Use in children: Safety and effectiveness in children have not been established.
The safety of Omicap in human pregnancy has not been established. It should be used during pregnancy only if the potential benefit justifies the potential risk to the fetus.
It is not known whether omeprazole is excreted in human milk. Because of the potential for serious adverse reactions in nursing infants from omeprazole and because of the potential for tumorigenicity shown for omeprazole in rat carcinogenic studies, a decision should be made whether to discontinue nursing or to discontinue omeprazole, taking into account the importance of the drug to the mother.
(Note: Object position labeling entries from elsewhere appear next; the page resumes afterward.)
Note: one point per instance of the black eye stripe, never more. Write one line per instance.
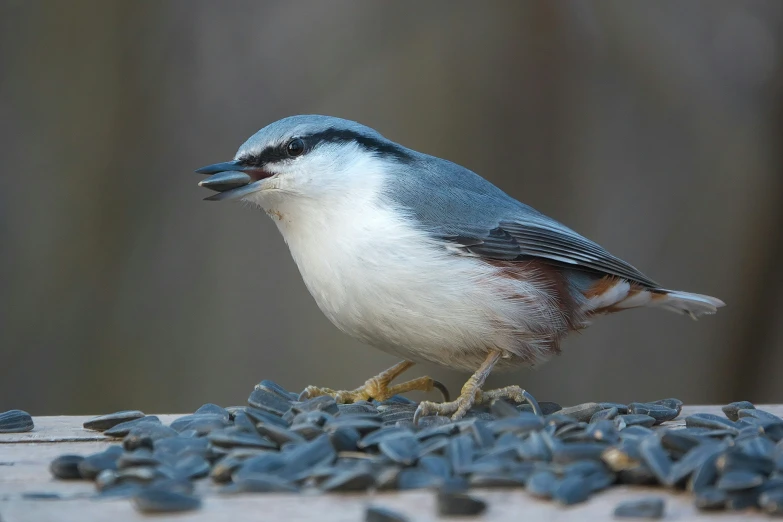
(279, 153)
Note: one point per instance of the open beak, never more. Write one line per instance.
(232, 180)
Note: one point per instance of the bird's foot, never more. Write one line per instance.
(379, 387)
(472, 394)
(513, 393)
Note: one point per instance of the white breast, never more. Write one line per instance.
(379, 279)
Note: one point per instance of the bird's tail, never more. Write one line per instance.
(612, 294)
(686, 303)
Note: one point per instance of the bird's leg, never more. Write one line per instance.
(514, 393)
(379, 388)
(467, 397)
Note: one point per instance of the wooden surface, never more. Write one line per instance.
(25, 457)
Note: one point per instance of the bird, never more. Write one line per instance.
(426, 260)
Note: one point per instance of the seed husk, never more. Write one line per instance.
(459, 504)
(739, 461)
(308, 456)
(652, 508)
(269, 402)
(139, 457)
(233, 438)
(145, 435)
(382, 514)
(565, 453)
(123, 428)
(657, 459)
(710, 421)
(349, 480)
(403, 450)
(260, 483)
(460, 452)
(581, 412)
(571, 490)
(624, 422)
(279, 435)
(92, 465)
(739, 479)
(542, 484)
(659, 412)
(104, 422)
(202, 423)
(732, 410)
(621, 408)
(772, 502)
(15, 421)
(414, 478)
(164, 501)
(66, 467)
(605, 414)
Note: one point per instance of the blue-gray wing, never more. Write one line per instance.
(462, 208)
(517, 241)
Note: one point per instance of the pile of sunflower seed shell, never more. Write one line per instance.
(278, 443)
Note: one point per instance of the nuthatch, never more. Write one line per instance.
(426, 260)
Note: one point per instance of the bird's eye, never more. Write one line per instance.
(295, 147)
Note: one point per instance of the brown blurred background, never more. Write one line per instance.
(651, 127)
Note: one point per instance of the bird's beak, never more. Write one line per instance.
(231, 180)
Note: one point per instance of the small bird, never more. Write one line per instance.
(426, 260)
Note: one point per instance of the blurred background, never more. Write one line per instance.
(653, 128)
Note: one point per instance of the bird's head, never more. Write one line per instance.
(310, 156)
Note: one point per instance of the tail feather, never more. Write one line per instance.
(612, 294)
(687, 303)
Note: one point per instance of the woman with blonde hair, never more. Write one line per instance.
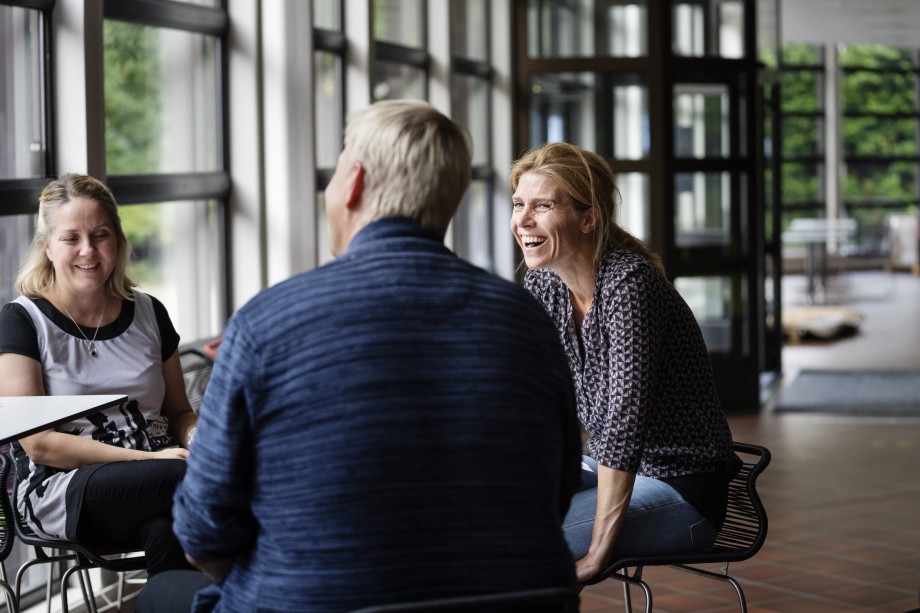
(656, 480)
(79, 327)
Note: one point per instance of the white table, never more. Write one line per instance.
(815, 234)
(21, 416)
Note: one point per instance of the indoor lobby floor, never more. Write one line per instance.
(842, 493)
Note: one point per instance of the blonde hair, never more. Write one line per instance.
(590, 183)
(417, 162)
(36, 275)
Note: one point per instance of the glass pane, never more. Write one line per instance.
(634, 212)
(22, 145)
(329, 100)
(701, 126)
(877, 57)
(627, 27)
(802, 90)
(876, 91)
(631, 140)
(323, 239)
(802, 54)
(715, 301)
(802, 135)
(15, 237)
(880, 182)
(702, 208)
(768, 32)
(396, 81)
(470, 107)
(560, 29)
(879, 136)
(161, 102)
(399, 22)
(176, 259)
(690, 29)
(731, 29)
(472, 226)
(469, 29)
(327, 14)
(562, 109)
(802, 183)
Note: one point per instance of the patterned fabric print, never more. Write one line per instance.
(642, 371)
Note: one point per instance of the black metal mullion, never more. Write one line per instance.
(169, 14)
(137, 189)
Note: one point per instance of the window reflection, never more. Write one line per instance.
(562, 109)
(15, 237)
(328, 96)
(469, 29)
(473, 226)
(161, 104)
(399, 21)
(702, 208)
(394, 81)
(327, 15)
(715, 301)
(635, 204)
(176, 259)
(701, 117)
(690, 28)
(470, 108)
(631, 139)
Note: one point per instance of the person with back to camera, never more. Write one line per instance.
(661, 457)
(78, 328)
(395, 425)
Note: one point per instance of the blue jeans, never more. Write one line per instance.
(659, 521)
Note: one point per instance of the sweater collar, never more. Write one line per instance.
(394, 230)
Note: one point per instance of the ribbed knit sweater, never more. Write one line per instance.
(394, 425)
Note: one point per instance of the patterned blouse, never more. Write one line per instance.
(642, 372)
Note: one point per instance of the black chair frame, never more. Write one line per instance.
(741, 537)
(6, 538)
(117, 560)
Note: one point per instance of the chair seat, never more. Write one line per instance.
(740, 538)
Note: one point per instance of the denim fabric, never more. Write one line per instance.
(659, 520)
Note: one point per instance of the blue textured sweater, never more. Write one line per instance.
(394, 425)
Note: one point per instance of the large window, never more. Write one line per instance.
(471, 101)
(872, 90)
(329, 100)
(24, 154)
(164, 153)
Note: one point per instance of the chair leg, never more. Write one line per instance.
(8, 592)
(742, 602)
(634, 579)
(86, 587)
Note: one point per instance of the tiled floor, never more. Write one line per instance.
(842, 494)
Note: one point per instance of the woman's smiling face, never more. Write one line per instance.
(545, 223)
(81, 246)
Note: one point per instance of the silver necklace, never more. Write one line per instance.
(92, 343)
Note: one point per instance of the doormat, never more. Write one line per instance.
(853, 392)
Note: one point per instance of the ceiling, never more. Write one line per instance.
(890, 22)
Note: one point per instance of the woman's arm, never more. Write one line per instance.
(176, 407)
(23, 377)
(614, 490)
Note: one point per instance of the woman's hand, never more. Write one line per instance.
(588, 567)
(170, 453)
(614, 490)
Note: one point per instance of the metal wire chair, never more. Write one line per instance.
(741, 536)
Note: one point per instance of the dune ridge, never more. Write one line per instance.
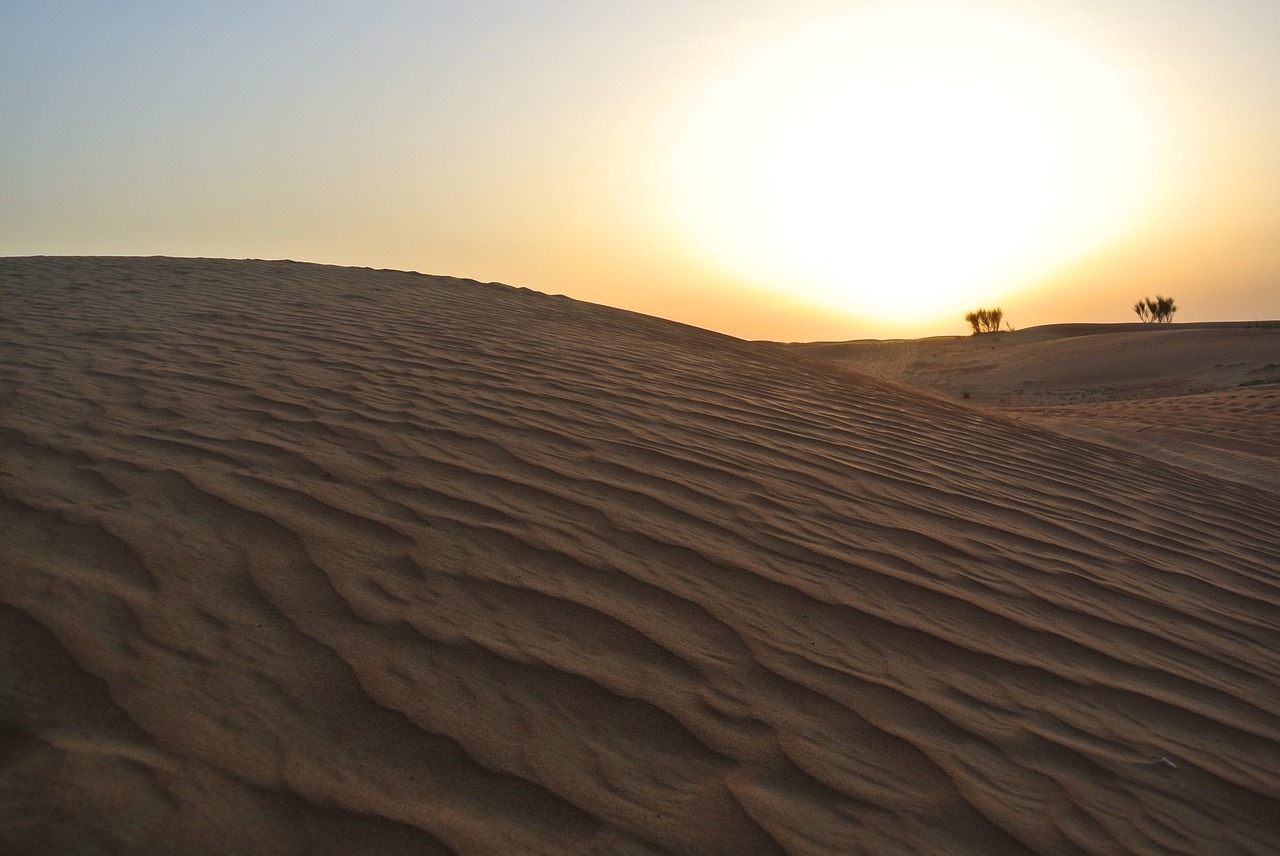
(315, 559)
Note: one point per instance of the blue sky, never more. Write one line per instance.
(530, 143)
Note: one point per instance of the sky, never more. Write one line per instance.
(787, 169)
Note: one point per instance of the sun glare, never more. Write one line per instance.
(903, 166)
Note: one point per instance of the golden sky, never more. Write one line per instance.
(791, 170)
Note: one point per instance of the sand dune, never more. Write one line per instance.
(315, 559)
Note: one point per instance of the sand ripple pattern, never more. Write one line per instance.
(315, 559)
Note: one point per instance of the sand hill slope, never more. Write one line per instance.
(328, 561)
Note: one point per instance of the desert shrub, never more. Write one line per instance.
(986, 320)
(1156, 311)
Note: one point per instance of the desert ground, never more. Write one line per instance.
(310, 559)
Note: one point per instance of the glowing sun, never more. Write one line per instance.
(905, 165)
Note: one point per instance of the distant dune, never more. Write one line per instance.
(306, 559)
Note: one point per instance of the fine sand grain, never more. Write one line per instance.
(305, 559)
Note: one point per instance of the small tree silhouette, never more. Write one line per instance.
(984, 320)
(1156, 311)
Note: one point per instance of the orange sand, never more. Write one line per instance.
(304, 559)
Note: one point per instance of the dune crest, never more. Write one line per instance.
(315, 559)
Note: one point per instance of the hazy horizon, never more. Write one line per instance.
(803, 172)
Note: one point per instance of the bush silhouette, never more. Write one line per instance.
(1156, 311)
(986, 320)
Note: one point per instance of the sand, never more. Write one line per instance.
(306, 559)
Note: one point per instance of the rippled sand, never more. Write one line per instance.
(327, 561)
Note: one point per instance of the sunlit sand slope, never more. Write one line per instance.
(327, 561)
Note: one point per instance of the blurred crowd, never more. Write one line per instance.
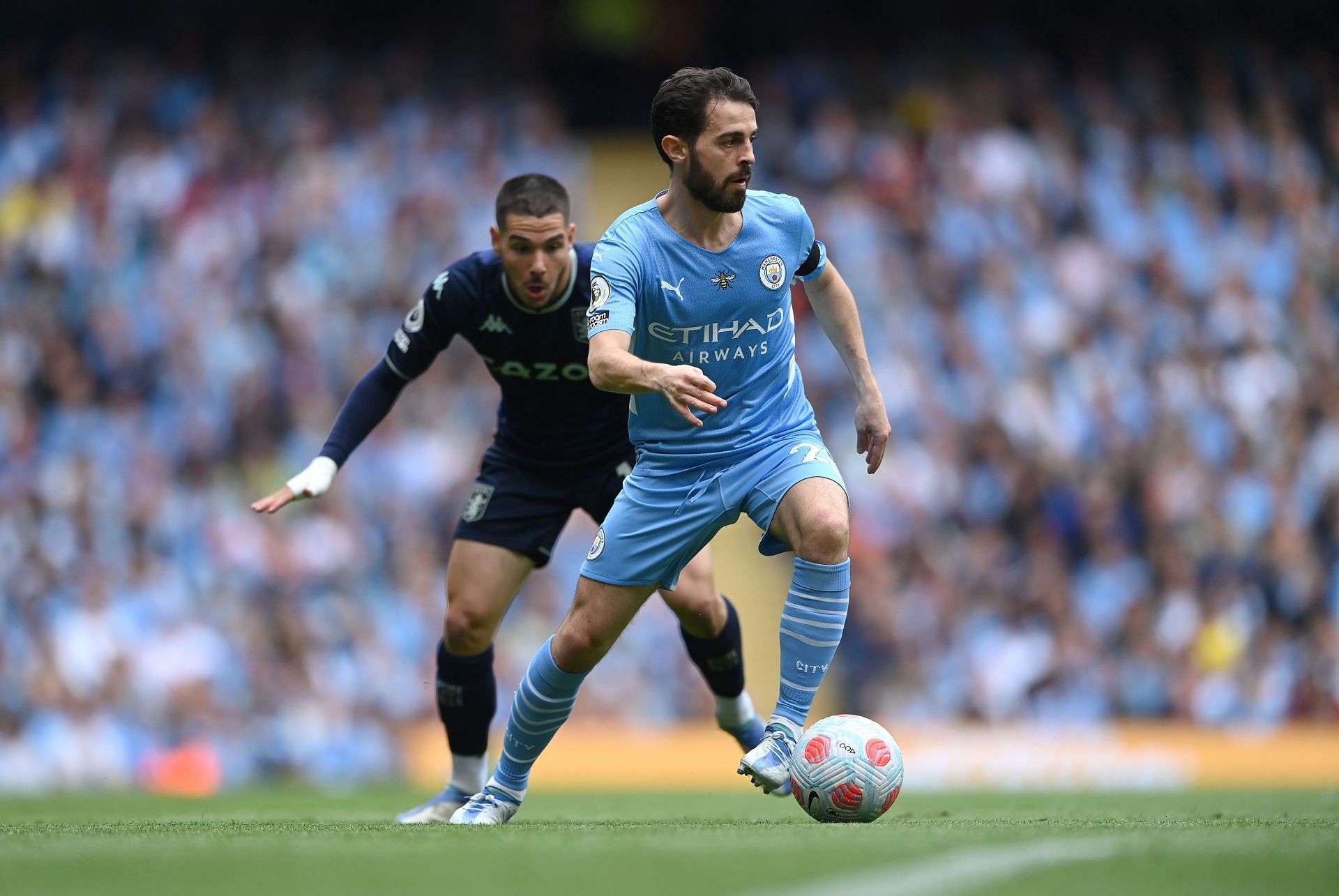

The most frequent side effects reported with omeprazole are headache, diarrhoea, abdominal colic, nausea, dizziness, vomiting, rash, flatulence, constipation, cough and asthenia. These are mainly transient and do not require a reduction in dose.
Omeprazole has the potential to interfere with the cytochrome P-450 enzyme system and then to induce or inhibit the metabolism of drugs eg, diazepam, warfarin and phenytoin. Because of its profound and long-lasting inhibition of gastric acid secretion, omeprazole may interfere with absorption of drugs where gastric pH is important in the determination of their bioavailability (eg, ketoconazole, ampicillin, esters and iron salts).
Store in a cool, dark and dry place.
Shelf-Life: 24 months.
A02BC01 - omeprazole ; Belongs to the class of proton pump inhibitors. Used in the treatment of peptic ulcer and gastro-oesophageal reflux disease (GERD).
Cap 20 mg (enteric-coated granules) x 10 x 10's.